NOTE the Pharisee's stance in prayer: FIRST-He stood by himself to pray. SECOND-He exalts himself right in front of God. THIRD-He looks down on the tax collector as less than righteous. FOURTH-He lists his checklist of righteousness, exalting himself even more.

"But the tax collector stood at a distance. He would not even look up to heaven, but beat his breast and said, 'God, have mercy on me, a sinner.'

NOTE the tax collector's stance in prayer: FIRST-He stood at a distance. SECOND-He didn't look up to heaven. THIRD-He beat his breasts in humility. FOURTH-He prayed a very brief prayer.

NOW NOTE what Jesus' evaluation was of these two men: "I tell you that this man, rather than the other, went home justified before God. For all those who exalt themselves will be humbled, and those who humble themselves will be exalted."

Bottom-line is the Pharisee's prayers didn't even reach the ceiling and the tax collector's prayers reached the heart of God. And the result is that only one goes home justified. The problem? Jesus sums it up with "For all those who exalt themselves will be humbled and those who humble themselves will be exalted."

Two things are most clear to me from this parable: FIRST-The Pharisee's checklist of performance and status was all he had to talk about before God. Since he chose to exalt himself, God will surely humble him.

SECOND-The tax collector does not exalt himself at all. On the contrary, he throws himself into God's mercy. Since he chose this stance to humble himself, God will surely exalt him.

This story and its applications are so right on target for me. I am continually setting out to do something-even something good and righteous, laying out my plans and asking God for His help. What's the difference between me and the Pharisee? Oh, there is a difference, but very, very little. Sometimes by my actions I am putting forth my list of accomplishments and performance, thinking them to be so important.

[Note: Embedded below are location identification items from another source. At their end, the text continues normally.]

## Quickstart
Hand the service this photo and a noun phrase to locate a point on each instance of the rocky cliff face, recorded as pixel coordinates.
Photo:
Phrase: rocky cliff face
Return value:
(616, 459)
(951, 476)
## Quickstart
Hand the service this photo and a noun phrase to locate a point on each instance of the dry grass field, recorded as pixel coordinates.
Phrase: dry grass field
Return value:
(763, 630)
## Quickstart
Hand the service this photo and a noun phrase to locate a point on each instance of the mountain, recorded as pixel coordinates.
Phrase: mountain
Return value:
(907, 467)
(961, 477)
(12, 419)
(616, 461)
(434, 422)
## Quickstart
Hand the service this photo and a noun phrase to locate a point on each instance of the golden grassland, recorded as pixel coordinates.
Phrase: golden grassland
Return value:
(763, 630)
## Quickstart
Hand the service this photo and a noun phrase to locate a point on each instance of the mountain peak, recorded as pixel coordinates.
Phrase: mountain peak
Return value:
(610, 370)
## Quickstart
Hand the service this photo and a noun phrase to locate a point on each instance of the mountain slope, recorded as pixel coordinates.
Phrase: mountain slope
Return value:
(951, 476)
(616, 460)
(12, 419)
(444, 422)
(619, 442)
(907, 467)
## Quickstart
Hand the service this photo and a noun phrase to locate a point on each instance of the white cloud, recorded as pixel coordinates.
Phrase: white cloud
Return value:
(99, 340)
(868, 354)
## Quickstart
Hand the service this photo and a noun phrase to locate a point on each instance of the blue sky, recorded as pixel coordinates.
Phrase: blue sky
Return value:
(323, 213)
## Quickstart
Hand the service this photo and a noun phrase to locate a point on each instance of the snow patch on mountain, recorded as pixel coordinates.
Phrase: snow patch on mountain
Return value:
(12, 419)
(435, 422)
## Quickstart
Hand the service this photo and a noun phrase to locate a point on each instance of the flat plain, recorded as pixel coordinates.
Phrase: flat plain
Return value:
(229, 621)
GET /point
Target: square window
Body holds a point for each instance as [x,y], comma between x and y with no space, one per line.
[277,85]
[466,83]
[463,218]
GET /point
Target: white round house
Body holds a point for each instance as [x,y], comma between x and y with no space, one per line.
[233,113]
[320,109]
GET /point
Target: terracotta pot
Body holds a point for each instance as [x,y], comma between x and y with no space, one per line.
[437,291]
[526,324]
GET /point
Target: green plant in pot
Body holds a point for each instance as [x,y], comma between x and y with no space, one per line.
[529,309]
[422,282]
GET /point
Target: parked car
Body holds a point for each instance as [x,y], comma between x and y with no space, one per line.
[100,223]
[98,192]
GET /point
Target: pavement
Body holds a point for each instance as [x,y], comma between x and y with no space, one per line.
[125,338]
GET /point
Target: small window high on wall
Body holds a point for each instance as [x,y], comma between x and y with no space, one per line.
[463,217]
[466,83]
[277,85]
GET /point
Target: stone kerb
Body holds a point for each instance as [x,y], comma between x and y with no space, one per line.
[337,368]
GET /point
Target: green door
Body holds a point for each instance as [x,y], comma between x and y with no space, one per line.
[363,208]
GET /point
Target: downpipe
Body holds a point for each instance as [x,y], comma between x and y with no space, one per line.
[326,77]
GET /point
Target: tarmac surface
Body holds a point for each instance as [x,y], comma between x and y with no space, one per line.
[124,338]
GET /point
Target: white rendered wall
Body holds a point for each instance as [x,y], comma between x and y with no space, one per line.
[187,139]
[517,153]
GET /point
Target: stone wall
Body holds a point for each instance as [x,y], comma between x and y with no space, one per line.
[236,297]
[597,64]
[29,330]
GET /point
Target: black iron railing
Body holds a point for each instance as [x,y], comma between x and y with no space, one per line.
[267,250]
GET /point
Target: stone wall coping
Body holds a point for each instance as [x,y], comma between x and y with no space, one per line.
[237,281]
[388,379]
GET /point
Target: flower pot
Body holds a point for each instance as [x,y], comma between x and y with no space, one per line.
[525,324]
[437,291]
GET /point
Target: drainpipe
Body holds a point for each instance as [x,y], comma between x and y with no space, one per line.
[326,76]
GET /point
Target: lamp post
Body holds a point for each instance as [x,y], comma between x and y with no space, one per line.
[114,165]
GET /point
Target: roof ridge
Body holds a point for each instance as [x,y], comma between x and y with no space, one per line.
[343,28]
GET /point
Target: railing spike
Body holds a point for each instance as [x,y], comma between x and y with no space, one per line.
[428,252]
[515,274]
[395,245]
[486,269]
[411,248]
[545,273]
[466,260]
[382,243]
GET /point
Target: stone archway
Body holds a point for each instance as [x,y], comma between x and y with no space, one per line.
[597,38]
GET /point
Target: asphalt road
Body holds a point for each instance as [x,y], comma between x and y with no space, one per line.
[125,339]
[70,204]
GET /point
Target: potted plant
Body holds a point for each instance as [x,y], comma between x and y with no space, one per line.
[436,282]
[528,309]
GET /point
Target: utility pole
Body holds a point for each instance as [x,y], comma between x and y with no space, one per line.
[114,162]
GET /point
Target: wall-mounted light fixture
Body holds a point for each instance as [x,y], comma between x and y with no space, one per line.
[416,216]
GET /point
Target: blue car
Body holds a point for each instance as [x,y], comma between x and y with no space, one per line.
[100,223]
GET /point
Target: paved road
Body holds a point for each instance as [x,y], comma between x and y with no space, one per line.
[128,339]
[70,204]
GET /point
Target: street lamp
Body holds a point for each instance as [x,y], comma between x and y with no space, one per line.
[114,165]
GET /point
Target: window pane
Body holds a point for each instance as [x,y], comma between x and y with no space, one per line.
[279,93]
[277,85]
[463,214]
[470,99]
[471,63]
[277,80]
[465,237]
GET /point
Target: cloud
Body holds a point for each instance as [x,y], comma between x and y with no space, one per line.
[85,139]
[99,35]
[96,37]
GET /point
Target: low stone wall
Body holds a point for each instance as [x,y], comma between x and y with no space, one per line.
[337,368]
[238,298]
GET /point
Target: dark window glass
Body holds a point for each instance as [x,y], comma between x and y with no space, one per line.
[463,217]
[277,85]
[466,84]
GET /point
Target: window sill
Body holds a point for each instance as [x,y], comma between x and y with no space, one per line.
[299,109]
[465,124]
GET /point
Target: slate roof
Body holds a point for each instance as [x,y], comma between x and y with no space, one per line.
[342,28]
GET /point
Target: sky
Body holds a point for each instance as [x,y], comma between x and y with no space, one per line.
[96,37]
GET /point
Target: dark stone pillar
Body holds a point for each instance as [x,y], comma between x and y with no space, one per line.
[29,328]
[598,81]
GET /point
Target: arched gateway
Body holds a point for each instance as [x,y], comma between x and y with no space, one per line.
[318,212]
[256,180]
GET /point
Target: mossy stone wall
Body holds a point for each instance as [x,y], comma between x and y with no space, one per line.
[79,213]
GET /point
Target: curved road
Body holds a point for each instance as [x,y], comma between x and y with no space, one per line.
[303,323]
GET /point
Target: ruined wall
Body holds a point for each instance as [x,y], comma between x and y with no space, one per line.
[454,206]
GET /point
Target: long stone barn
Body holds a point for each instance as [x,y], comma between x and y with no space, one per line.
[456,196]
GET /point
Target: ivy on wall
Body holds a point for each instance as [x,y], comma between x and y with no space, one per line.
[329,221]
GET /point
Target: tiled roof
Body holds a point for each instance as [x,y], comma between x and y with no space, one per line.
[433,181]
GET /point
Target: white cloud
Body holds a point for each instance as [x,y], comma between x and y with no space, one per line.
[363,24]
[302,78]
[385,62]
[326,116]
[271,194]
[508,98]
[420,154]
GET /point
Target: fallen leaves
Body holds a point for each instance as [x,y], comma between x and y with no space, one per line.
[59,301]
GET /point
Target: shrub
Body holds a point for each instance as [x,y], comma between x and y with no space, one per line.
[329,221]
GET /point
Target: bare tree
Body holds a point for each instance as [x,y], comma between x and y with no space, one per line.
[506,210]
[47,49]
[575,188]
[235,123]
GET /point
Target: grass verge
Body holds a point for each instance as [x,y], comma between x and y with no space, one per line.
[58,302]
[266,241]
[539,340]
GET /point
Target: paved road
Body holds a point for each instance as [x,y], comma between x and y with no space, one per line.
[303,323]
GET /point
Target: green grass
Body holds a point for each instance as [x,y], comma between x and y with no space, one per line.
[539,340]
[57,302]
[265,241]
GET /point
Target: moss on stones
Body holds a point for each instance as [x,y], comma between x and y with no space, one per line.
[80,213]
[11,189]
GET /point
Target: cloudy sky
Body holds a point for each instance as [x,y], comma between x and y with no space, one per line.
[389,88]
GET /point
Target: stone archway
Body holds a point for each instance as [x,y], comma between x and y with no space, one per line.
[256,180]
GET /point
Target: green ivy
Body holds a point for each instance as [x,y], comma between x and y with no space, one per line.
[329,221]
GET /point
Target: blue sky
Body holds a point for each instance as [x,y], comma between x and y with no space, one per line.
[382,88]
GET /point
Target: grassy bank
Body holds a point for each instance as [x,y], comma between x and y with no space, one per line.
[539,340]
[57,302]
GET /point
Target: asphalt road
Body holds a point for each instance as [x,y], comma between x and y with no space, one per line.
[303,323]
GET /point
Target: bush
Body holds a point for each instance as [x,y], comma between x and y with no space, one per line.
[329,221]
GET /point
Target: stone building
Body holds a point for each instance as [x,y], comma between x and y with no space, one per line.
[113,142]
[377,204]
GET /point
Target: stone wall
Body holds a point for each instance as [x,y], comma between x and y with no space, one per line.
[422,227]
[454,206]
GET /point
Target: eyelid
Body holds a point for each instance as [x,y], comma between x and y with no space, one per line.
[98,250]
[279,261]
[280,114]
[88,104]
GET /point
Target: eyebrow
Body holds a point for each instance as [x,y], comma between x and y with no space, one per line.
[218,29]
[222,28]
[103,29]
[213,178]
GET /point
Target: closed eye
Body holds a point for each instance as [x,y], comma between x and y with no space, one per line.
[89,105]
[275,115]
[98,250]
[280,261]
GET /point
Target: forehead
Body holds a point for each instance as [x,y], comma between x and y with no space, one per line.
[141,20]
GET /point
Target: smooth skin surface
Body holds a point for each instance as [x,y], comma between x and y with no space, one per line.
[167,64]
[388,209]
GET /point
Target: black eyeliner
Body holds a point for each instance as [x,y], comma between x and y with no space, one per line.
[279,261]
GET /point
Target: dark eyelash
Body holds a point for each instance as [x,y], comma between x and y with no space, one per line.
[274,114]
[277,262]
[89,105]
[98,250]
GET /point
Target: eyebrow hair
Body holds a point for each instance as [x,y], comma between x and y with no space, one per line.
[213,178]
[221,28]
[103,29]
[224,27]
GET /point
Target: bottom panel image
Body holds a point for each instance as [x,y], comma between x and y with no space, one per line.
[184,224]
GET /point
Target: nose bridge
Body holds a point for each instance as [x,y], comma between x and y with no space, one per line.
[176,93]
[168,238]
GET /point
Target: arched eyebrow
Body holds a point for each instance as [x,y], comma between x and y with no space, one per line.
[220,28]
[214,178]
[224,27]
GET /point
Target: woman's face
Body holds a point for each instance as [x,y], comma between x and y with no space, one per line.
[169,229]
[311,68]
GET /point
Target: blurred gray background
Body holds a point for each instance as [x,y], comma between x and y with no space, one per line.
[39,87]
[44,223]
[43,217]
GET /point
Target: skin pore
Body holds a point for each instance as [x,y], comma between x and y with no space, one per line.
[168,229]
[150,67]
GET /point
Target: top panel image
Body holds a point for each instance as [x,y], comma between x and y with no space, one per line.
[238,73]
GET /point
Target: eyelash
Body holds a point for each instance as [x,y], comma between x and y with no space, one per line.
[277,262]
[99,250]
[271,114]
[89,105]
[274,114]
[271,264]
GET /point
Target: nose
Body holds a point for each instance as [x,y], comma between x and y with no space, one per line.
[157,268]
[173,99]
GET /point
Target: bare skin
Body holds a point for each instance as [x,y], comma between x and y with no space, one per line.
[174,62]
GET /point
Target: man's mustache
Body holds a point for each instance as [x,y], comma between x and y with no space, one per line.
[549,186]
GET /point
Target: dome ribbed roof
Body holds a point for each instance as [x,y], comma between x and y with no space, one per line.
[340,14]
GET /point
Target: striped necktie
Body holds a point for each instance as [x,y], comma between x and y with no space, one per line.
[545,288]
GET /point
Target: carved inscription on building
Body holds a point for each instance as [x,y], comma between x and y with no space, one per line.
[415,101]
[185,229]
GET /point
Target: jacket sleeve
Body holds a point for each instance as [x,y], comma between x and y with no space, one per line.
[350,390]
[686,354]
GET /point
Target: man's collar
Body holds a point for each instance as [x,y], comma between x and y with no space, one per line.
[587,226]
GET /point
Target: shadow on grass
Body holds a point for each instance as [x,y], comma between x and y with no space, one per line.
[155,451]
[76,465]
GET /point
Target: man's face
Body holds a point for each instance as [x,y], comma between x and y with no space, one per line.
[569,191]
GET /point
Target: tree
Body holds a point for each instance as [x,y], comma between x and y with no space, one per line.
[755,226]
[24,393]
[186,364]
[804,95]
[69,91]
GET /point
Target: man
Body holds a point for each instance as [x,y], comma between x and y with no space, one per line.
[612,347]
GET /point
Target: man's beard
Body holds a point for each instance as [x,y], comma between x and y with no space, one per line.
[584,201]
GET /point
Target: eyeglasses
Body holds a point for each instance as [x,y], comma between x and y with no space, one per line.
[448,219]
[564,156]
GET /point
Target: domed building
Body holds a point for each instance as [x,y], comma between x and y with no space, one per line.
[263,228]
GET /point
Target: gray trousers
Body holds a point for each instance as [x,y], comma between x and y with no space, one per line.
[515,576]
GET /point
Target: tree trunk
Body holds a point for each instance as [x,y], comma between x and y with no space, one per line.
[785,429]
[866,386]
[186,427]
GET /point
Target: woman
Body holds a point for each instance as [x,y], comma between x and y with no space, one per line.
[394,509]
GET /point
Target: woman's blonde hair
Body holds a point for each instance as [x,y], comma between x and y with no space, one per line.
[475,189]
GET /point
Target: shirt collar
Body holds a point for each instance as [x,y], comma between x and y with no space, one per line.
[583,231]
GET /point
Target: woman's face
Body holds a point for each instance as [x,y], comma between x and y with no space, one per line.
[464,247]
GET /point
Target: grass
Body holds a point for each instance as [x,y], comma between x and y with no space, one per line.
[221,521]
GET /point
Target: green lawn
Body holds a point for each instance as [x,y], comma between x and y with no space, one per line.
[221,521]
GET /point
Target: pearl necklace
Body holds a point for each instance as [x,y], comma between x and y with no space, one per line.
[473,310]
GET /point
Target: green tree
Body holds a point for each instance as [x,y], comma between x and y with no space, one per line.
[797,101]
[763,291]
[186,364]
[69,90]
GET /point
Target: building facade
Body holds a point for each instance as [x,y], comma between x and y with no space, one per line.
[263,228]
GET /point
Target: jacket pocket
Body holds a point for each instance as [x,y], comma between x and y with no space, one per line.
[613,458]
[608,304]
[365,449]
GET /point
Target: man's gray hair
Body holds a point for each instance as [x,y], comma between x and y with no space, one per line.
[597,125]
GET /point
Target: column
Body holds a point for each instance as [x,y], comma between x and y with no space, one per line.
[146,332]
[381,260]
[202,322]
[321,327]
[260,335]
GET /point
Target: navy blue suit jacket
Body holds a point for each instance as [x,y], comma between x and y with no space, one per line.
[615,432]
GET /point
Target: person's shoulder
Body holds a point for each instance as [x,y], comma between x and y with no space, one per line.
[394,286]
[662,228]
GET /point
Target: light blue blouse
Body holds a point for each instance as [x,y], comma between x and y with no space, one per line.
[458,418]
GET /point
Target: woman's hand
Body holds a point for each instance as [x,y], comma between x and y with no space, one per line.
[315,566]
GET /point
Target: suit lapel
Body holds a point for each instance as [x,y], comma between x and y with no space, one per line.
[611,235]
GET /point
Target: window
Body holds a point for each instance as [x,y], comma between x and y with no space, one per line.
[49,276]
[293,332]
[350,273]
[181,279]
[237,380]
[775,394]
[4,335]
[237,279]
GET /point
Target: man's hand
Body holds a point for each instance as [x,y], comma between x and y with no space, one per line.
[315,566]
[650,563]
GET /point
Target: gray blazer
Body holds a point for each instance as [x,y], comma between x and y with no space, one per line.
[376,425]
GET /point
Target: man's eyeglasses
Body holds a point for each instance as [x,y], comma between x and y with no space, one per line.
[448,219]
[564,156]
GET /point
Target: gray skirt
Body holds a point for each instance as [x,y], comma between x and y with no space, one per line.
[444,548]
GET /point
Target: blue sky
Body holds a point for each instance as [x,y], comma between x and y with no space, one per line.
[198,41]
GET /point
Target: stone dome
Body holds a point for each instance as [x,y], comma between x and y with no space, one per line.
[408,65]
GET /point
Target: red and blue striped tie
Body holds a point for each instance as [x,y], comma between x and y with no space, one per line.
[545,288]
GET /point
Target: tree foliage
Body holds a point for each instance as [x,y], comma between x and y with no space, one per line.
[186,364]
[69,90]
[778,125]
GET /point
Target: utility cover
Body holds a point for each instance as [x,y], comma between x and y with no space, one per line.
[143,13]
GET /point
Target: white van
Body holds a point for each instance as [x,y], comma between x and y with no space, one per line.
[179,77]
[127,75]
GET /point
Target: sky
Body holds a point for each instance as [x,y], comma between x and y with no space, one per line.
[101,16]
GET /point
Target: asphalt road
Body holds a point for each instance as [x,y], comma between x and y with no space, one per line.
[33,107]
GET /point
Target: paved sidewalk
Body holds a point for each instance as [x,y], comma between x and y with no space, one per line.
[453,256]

It is so difficult to throw myself on the mercy of God, depending and waiting for Him to lead out. This doesn't mean to not use your giftedness, but it's all about dependency. Am I depending on God to lead out and empower what I do? And, am I willing to leave all the results-good and not so good, to Him.

One of the thoughts that helps to hold my focus together is found in Psalm 127. I repeat it to myself frequently. Check it out. Unless the LORD builds the house, the builders labor in vain. Unless the LORD watches over the city, the guards stand watch in vain. I desperately want God to be my builder and to watch out for my security. How about you?